CoinTosses <- function(num_of_rolls){
  counter <- 1
  heads <- 0
  tails <- 0
  
  flip_list <- sample(0:1, num_of_rolls, replace = TRUE)
  
  for (i in flip_list){
    if(i == 1){
      #print("Heads")
      heads <- heads + 1
    } else{
      #print("Tails")
      tails <- tails + 1
    }
  
    if (counter %% 100 == 0){
      print(paste0("Counter: ", counter))
      print(paste0("Proportion of heads minus 1/2: ", heads/(heads+tails)-0.5))
    }
    counter <- counter + 1
  }
  
  print(paste0("Total Heads: ", heads))
  print(paste0("Total tails: ", tails))
}

CoinTosses(1000)
## [1] "Counter: 100"
## [1] "Proportion of heads minus 1/2: 0.07"
## [1] "Counter: 200"
## [1] "Proportion of heads minus 1/2: 0.035"
## [1] "Counter: 300"
## [1] "Proportion of heads minus 1/2: 0.03"
## [1] "Counter: 400"
## [1] "Proportion of heads minus 1/2: 0.0275"
## [1] "Counter: 500"
## [1] "Proportion of heads minus 1/2: 0.018"
## [1] "Counter: 600"
## [1] "Proportion of heads minus 1/2: 0.005"
## [1] "Counter: 700"
## [1] "Proportion of heads minus 1/2: 0.0128571428571429"
## [1] "Counter: 800"
## [1] "Proportion of heads minus 1/2: 0.015"
## [1] "Counter: 900"
## [1] "Proportion of heads minus 1/2: 0.0144444444444445"
## [1] "Counter: 1000"
## [1] "Proportion of heads minus 1/2: 0.013"
## [1] "Total Heads: 513"
## [1] "Total tails: 487"

The numbers do appear to be getting closer to 0 as the n increases.
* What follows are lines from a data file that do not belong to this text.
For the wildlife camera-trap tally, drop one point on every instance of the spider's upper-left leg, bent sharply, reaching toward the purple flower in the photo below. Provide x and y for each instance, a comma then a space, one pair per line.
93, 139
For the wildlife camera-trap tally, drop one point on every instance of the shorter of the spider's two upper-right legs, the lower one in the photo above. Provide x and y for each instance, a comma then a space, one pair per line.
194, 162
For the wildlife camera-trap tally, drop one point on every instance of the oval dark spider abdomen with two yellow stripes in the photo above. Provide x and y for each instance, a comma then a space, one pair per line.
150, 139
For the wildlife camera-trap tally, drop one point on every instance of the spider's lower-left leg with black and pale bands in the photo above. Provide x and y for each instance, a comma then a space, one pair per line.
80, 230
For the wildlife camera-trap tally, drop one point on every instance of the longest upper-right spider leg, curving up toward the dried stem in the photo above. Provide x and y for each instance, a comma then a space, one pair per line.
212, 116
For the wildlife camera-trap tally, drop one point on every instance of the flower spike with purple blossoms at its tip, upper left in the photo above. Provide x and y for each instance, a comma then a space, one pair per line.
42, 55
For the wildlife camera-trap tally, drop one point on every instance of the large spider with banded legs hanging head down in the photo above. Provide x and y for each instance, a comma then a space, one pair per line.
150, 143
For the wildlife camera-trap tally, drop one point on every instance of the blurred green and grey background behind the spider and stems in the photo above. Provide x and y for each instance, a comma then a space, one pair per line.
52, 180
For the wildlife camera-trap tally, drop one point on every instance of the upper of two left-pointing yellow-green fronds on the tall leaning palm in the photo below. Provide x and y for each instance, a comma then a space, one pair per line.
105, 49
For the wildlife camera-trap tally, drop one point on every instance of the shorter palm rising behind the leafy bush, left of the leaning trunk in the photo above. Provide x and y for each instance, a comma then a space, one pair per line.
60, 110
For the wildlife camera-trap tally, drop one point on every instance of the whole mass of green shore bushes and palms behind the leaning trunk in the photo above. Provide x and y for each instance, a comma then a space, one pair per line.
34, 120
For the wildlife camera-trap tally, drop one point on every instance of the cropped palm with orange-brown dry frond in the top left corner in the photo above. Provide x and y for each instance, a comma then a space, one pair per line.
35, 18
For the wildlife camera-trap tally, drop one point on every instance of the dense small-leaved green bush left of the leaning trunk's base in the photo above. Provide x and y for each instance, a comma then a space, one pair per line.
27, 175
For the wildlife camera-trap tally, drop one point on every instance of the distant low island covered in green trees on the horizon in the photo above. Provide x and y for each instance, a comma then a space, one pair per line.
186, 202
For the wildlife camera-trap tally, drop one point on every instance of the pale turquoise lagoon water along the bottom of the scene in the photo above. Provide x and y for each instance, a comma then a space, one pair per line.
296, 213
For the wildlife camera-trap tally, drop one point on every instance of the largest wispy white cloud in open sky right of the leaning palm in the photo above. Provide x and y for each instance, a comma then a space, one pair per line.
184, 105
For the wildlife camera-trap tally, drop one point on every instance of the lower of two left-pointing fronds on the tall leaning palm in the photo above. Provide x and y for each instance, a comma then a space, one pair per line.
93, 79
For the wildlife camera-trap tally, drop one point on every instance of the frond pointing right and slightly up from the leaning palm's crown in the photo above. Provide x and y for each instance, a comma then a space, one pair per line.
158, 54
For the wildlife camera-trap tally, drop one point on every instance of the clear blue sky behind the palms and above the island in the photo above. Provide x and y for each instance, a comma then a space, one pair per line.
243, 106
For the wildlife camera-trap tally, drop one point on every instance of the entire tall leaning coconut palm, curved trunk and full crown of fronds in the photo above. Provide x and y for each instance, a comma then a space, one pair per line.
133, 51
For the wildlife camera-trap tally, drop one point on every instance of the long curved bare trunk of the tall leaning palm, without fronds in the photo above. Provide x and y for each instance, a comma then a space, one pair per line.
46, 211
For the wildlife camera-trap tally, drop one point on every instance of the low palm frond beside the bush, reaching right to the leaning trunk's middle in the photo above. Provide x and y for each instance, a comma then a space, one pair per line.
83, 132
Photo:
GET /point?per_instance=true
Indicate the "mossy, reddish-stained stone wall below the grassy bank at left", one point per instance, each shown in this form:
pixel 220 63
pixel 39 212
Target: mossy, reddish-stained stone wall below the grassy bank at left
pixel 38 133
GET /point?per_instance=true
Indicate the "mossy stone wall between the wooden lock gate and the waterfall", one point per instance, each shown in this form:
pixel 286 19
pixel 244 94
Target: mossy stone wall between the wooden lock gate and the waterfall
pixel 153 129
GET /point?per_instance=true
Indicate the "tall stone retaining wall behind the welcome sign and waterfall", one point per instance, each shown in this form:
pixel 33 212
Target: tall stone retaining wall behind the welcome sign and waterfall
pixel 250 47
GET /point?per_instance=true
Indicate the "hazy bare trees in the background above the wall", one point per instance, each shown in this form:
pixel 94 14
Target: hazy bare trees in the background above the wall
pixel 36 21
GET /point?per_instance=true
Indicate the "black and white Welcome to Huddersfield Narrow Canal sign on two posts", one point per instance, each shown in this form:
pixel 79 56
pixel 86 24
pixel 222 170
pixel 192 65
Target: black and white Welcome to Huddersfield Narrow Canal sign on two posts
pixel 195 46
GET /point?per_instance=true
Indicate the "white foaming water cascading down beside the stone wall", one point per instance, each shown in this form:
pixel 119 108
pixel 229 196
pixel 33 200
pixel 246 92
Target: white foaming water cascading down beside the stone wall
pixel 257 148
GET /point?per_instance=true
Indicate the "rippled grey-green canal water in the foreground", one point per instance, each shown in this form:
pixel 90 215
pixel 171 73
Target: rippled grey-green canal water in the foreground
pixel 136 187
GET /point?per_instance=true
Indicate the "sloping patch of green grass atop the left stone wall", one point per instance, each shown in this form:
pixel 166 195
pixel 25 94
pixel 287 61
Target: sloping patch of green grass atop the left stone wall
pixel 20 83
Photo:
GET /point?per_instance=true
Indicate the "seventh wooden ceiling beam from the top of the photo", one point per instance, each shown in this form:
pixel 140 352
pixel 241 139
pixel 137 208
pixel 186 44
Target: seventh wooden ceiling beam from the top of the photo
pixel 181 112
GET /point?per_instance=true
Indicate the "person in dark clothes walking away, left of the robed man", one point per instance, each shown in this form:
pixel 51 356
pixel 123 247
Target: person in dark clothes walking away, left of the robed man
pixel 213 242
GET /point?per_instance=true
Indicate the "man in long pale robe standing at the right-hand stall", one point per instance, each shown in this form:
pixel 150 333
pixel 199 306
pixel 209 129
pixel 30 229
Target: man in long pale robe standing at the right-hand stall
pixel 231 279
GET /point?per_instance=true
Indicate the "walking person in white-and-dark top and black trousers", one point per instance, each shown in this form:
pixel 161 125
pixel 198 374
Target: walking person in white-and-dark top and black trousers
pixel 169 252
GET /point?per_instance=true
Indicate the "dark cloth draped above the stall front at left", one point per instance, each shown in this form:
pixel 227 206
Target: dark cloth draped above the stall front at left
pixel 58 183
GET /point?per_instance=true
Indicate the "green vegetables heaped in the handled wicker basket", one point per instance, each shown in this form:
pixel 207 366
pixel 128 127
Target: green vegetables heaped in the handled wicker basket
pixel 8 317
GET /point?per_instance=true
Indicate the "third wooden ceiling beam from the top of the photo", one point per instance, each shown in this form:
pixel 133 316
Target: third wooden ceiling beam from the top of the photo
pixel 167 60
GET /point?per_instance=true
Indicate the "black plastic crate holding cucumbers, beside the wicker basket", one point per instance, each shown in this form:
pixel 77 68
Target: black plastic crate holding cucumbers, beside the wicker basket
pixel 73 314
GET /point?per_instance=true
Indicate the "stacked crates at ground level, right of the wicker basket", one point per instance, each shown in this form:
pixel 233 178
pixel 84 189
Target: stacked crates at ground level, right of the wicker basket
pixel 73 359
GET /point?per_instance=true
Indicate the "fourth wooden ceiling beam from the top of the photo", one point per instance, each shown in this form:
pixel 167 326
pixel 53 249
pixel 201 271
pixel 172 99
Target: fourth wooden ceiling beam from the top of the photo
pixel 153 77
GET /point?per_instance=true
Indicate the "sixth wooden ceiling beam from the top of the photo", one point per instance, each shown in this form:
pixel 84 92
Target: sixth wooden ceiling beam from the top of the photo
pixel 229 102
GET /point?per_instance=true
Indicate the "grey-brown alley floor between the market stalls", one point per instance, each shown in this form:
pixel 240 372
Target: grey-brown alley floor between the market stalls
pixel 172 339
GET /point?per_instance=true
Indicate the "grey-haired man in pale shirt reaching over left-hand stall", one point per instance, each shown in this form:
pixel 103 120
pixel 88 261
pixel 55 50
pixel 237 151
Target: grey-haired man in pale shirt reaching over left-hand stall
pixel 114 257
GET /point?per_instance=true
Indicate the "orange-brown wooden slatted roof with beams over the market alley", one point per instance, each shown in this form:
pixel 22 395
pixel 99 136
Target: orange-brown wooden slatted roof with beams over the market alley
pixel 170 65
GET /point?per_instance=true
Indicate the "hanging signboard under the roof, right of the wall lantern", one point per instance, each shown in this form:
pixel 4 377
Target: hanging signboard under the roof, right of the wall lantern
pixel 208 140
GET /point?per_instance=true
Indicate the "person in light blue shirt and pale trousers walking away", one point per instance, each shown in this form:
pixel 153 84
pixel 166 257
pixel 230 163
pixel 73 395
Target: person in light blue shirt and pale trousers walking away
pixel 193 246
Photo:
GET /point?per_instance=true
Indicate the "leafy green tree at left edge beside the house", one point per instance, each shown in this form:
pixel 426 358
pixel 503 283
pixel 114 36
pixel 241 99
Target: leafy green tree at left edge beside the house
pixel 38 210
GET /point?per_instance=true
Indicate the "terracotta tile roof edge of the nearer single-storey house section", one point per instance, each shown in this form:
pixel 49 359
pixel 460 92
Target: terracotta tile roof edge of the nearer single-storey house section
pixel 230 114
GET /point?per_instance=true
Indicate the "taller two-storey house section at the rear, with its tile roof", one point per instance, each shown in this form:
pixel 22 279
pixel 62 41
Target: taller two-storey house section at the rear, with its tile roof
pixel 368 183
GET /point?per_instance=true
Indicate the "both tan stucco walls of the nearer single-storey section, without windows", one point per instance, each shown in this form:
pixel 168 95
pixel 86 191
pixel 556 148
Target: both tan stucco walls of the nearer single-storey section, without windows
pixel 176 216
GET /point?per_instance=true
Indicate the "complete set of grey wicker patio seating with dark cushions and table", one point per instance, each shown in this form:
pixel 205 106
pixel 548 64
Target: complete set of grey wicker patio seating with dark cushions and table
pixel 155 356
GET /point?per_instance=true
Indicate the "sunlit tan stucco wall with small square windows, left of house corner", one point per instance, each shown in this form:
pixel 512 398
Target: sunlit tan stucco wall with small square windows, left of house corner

  1. In Las Vegas, a roulette wheel has 38 slots numbered 0, 00, 1, 2, . . . , 36. The 0 and 00 slots are green and half of the remaining 36 slots are red and half are black. A croupier spins the wheel and throws in an ivory ball. If you bet 1 dollar on red, you win 1 dollar if the ball stops in a red slot and otherwise you lose 1 dollar. Write a program to find the total winnings for a player who makes 1000 bets on red.
roulette <- function(num_of_spins){
  dollars <- 0       # Assume that zero is the baseline
  
  spins <- sample(1:38, num_of_spins, replace = TRUE)
  
  for (count in spins){
    if(count <= 18){
      # There are 18 red slots out of a total of 38 possibilities
      dollars <- dollars + 1
    } else {
      dollars <- dollars - 1
    }
  }
  print(paste0("Total winnings: $", dollars))
}

# Let's run the program 10 times
for (i in 1:10){
  roulette(1000)
}
## [1] "Total winnings: $-122"
## [1] "Total winnings: $-54"
## [1] "Total winnings: $-66"
## [1] "Total winnings: $-48"
## [1] "Total winnings: $-26"
## [1] "Total winnings: $-14"
## [1] "Total winnings: $-20"
## [1] "Total winnings: $-42"
## [1] "Total winnings: $-6"
## [1] "Total winnings: $-126"

It looks like Roulette may not be the best game to play after all.